少し切れ長の目には、シルバーグレーのカラコン。
ボブより少し短めの金髪に、わざと黒のメッシュを入れて斑にしてる。
そして、首からはヴィヴィアンの大きなオーブのネックレス。
指輪もブレスも同じくヴィヴィアンで揃えてある。

いくらデザイン学科がある学校だから、校則もゆるいとは言え、樹くんの格好はめちゃくちゃ目立つ。

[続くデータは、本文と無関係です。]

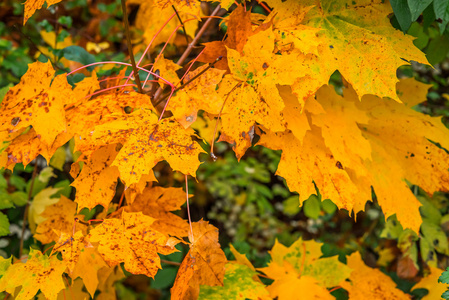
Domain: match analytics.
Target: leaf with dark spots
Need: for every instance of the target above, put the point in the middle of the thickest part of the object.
(146, 142)
(132, 240)
(44, 104)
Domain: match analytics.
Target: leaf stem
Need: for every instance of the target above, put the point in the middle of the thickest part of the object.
(27, 207)
(183, 27)
(188, 210)
(130, 46)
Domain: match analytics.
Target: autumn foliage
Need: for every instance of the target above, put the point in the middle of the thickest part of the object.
(265, 83)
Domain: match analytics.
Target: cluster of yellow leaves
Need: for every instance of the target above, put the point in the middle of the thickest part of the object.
(271, 81)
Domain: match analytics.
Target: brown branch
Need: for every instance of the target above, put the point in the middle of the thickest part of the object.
(190, 47)
(27, 206)
(130, 47)
(188, 81)
(182, 23)
(173, 263)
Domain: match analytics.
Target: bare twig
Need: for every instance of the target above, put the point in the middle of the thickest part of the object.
(130, 46)
(191, 45)
(187, 82)
(182, 23)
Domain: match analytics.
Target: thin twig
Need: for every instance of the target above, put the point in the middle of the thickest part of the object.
(192, 45)
(187, 82)
(130, 47)
(197, 37)
(173, 263)
(183, 27)
(216, 124)
(188, 210)
(27, 206)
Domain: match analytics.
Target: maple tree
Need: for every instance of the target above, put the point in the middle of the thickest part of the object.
(266, 83)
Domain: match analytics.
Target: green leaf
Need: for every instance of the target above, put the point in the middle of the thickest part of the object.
(402, 13)
(19, 198)
(328, 206)
(427, 252)
(436, 237)
(393, 229)
(429, 212)
(80, 55)
(312, 207)
(444, 278)
(441, 9)
(238, 283)
(417, 7)
(4, 224)
(445, 295)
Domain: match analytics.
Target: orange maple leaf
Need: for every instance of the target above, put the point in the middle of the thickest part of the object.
(157, 202)
(40, 272)
(97, 181)
(132, 240)
(146, 142)
(203, 265)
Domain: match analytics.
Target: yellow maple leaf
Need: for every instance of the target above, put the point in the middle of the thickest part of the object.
(34, 102)
(157, 202)
(369, 283)
(59, 216)
(40, 272)
(146, 142)
(131, 240)
(203, 265)
(96, 184)
(200, 94)
(87, 267)
(71, 246)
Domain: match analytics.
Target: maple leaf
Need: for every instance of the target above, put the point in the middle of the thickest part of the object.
(157, 202)
(32, 5)
(88, 265)
(34, 102)
(204, 264)
(239, 28)
(146, 142)
(354, 37)
(237, 284)
(369, 283)
(71, 245)
(39, 204)
(97, 181)
(202, 95)
(132, 240)
(40, 272)
(300, 265)
(59, 216)
(353, 145)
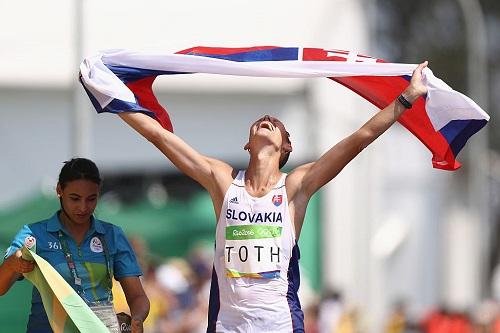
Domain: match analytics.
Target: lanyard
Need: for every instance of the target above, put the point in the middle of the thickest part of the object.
(72, 268)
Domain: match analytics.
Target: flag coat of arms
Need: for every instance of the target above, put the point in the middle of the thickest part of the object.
(443, 120)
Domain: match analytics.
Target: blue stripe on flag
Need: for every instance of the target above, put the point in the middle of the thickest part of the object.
(276, 54)
(457, 132)
(129, 74)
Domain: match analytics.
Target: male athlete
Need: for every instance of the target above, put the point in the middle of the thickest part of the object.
(260, 212)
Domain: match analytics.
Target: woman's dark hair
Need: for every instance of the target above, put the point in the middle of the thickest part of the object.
(79, 168)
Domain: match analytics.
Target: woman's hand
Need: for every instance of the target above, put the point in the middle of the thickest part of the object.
(416, 88)
(18, 265)
(137, 325)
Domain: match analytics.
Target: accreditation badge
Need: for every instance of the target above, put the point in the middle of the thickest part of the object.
(253, 251)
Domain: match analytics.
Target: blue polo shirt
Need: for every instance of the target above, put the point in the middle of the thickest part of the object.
(89, 258)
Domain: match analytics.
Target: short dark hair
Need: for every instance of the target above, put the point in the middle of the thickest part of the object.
(79, 168)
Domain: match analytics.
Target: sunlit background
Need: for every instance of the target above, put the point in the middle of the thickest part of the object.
(388, 230)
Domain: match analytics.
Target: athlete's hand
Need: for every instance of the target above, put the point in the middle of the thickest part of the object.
(18, 264)
(137, 325)
(416, 88)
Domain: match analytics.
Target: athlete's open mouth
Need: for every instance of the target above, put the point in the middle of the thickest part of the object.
(266, 125)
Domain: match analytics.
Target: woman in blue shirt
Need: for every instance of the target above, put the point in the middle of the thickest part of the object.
(87, 252)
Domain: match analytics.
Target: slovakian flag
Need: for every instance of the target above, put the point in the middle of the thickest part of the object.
(443, 120)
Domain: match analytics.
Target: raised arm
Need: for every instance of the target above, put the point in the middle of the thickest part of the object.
(207, 171)
(304, 181)
(12, 269)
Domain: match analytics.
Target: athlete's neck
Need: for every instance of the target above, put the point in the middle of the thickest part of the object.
(261, 176)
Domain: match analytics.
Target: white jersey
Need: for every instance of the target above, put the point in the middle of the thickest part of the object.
(256, 271)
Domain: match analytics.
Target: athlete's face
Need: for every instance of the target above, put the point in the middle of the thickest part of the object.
(79, 199)
(274, 129)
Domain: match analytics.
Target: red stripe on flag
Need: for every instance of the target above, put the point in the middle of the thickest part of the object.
(381, 91)
(143, 92)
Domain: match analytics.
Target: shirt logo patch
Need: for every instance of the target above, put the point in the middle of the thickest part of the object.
(96, 245)
(277, 200)
(30, 242)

だから、入学式で初めて見た瞬間から目が離せなくなった。あの瞬間に恋に落ちてしまった。

「分かった、絶対口外しない!だから離して!」

「本当に?本当に本当?」

私は何度も何度も頭を縦に振り、頷く。

樹くんは信用ならない様な顔をしてるけど、手を離してくれる。

「絶対言わないでね!…あんなのバレたら美鈴ちゃんが辞めさせられるから」

ああ、だからこんなに必死なんだ。
そんなに美鈴先生の事が好きなんだ。

胸の奥がチクッと痛む。

私だって、樹くんの事好きなのに。

…あれ?ちょっと待って、これってチャンスかも。

「そんなに美鈴先生の事好きなの?」

私の言葉に、樹くんの顔がみるみる真っ赤になる。

「でも、あんまり相手にされてなかったよね?」

「なっ、そんな事ないよ!」

「じゃあ、美鈴先生に好きって言われた事あるの?」

「……ない……」

「でしょー?」

普段無表情で、本ばかり読んでる樹くんからは想像できない程、クルクルと変わる。

「でも、好き?って聞いたら頷いてくれたよ!」

「でも、それじゃあ付き合ってるって事じゃないんじゃない?」

「何で!?」

「何でって…美鈴先生は付き合うって答えた訳じゃないんでしょ?」

「それは…」

さっきの壁ドンの勢いはどこえやら。

すっかりしょんぼりして、まるでイタズラして怒られた子犬みたい。

ヤバイ超可愛いー!

「でも、キスさせてくれたよ?」

「でも、近寄らないでって言われてなかった?」

樹くんはショックが隠せない顔をして座り込む。

あれ?ちょっと虐め過ぎたかな?

私は座り込んだ樹くんの正面に同じ様に座る。

「ねえ、今回は私だったから秘密にしてくれるけど、他の子じゃそうは行かないよ?」

「そうだね。ありがとう」

「樹くんが美鈴先生が好きって言うのは、他の人にはバレない方がいいんじゃない?先生に近づくと噂になっちゃうやよ」

「そしたら、側にいられなくなっちゃうよ…」

樹くんは深いため息をついて、突っ伏してしまう。

「ねぇ、ねえ。私に名案があるんだけど、聞きたい?」

ガバッと顔を上げる樹くんに、私はニッコリ微笑んで、そっと耳打ちをする。